It’s time for your salon interview: You’ve picked out the perfect outfit, you have examples of your best cut and color work to showcase, and you’re prepared to answer all the tough questions the salon owner asks you—what’s left to worry about? You got this!

Besides trying to impress the owner, it’s important to choose a salon that has a culture that aligns with who you are. Often, we spend more time at work than at home, so it’s important you choose a “work home” where you feel comfortable, where you feel supported, and where you feel like you have opportunity to grow and learn.

“You can feel it from the beginning based on how you are handled on the phone, how you feel when you walk in, how the team works together or not, and how happy and harmonious the environment appears to be,” says Jon Snetman, owner of Jon Alan Salon in Nashville, Tennessee.

Does the salon have education programs? Advanced education will keep your skills as current and fresh as possible, in addition to opening up the opportunity to service new guests and new markets. When a new product launches—think retexturizing, extensions, lash enhancements, even nails—will your salon invest the time, and funds, to bring you education to learn the launch? Some brands won’t even sell product to stylists who haven’t been properly certified in its use. If you’re just starting out your career in beauty, ask what their trainee assistant program looks like.

“Does the salon have an outline for how their training will go, and a timeline for testing out to the floor, or are they winging it,” says educator Missy Megginson of @soyoureahairstylist.

Think about your income potential at the salon. Rather than focusing exclusively on an hourly wage or commission percentage, ask what you can charge for your services. If your work commands a higher ticket, it’s important to find out if the salon can accommodate that price tag.

“Ask what the top stylist’s income looks like,” says Mackenzie Tereault, a stylist at Habit Salon in Gilbert, Arizona.

Keep in mind that a total compensation package goes beyond an hourly wage, or commission percentage plus tips. In addition to health/dental/life insurance, get specific about certain benefits like annual vacation time, requesting time off, sick days, retirement plans or any 401k contributions, and retail commissions structure.

“If there is a non-compete contract with the salon, what does it entail?” says Angie Sapanaro, a stylist at Angie Sapanaro Salon Lofts in Mayfield Heights, Ohio. “Make sure you look over all the details before you sign anything. If you’re going in with an existing clientele, write it down on a piece of paper and attach it to your contract that those were your clients before you started working there.”

Non-competes are designed to protect the business owner from being hurt by a stylist getting a new salon job at a space in the same area, taking their clients with them.

Haley Garber, Ohio-based bridal stylist, says non-competes within a reasonable radius are to be expected. “How you define ‘reasonable’ depends on your demographic,” she says. “A non-compete that raises red flags is when it is highly restrictive, such as a very large radius or one saying you essentially cannot do your job for a certain amount of time after leaving.
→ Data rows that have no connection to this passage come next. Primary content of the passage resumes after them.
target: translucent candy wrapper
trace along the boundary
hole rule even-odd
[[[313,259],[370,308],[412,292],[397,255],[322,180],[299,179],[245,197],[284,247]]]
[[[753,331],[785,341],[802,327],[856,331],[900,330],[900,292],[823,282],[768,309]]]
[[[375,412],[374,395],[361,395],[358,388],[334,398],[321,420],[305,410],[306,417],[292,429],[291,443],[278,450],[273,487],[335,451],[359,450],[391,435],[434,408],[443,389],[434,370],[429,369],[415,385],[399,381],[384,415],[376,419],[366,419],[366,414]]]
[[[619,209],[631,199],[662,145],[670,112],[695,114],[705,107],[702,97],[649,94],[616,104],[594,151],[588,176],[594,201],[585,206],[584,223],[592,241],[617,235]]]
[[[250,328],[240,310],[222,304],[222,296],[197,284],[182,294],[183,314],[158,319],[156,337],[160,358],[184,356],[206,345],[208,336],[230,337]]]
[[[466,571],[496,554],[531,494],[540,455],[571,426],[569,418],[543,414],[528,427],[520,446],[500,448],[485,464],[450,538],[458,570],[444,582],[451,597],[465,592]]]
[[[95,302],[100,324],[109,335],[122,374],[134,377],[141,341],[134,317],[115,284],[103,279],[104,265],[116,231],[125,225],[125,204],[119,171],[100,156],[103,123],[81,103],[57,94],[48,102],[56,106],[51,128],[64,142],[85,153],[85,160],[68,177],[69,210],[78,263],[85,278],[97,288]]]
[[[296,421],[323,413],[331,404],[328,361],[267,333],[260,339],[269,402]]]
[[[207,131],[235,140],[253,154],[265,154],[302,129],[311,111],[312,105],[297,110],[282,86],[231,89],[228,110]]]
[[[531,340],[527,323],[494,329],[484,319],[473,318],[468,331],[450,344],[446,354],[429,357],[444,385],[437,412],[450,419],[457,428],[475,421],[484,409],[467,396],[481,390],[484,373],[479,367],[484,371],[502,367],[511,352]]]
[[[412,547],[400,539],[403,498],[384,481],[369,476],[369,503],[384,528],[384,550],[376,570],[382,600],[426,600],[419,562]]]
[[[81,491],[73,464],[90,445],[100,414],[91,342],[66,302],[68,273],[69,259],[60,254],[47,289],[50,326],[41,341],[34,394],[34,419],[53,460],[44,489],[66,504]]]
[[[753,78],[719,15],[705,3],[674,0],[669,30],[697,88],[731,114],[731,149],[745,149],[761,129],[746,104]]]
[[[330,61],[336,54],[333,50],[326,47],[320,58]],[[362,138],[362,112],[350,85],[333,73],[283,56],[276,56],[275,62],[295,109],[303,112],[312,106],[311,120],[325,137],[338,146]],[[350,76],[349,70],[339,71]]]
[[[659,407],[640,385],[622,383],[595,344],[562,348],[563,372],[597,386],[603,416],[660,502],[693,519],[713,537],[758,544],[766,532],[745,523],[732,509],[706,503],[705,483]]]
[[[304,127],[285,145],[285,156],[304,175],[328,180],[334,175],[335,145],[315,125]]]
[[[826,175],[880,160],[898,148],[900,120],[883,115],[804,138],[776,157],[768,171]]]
A non-compete that allows a stylist to continue to work but outside of a certain area is understandable and smart on the owner’s part.”

Chicago stylist Yasmine Kitanovski says a telling question about the salon being the right fit for you is to talk to the owner about his or her background, and what drives them as an owner. “It’s also important to talk to the owner about the appointment-booking process,” she says. “Do you have access to schedule your own clients? Does the salon offer online booking? Is it easy for clients to see you? All of these answers will help you understand how invested the salon owner is in the salon and what type of culture they carry.”

Nicole O’Hare, a colorist in Southington, Connecticut, says to ask how long the other stylists have been working at the salon. “This gives an insight into the staff turnover or staff culture.”

It’s also important that to ask the owner, as you build your book, how many new clients the salon sees per year and what the model is for walk-ins. Ask how long it typically takes a stylist to have a full book if starting from scratch.

“I really love positive and creative environments so it would be nice to hear what the stylists love most about working there.” --@maxineeglynn

“Find out if it’s a team-player environment. When someone needs help, do others gladly step in, or is it every man for himself? Are the stylists rushing out the door at the end of the day? The salon needs to feel like a second home, so creating an environment that is genuine and positive is crucial.” --@bridal_bynatalie

“Find out if the owner will make you pay them back for education if you decide to leave salon. I understand why owners have these clauses in contracts, but it’s important to read through the fine print to make sure you’re protected.” --@angiesapanaro

 "Ask when the busy days are, and if you have to wait for a shampoo bowl ever. Also, do they ever run Groupons or coupon ads, and if you're allowed to opt out of it." --@lzhouseofhair

When it comes time to take advantage of all your new job has to offer, you’ll be glad you did your homework.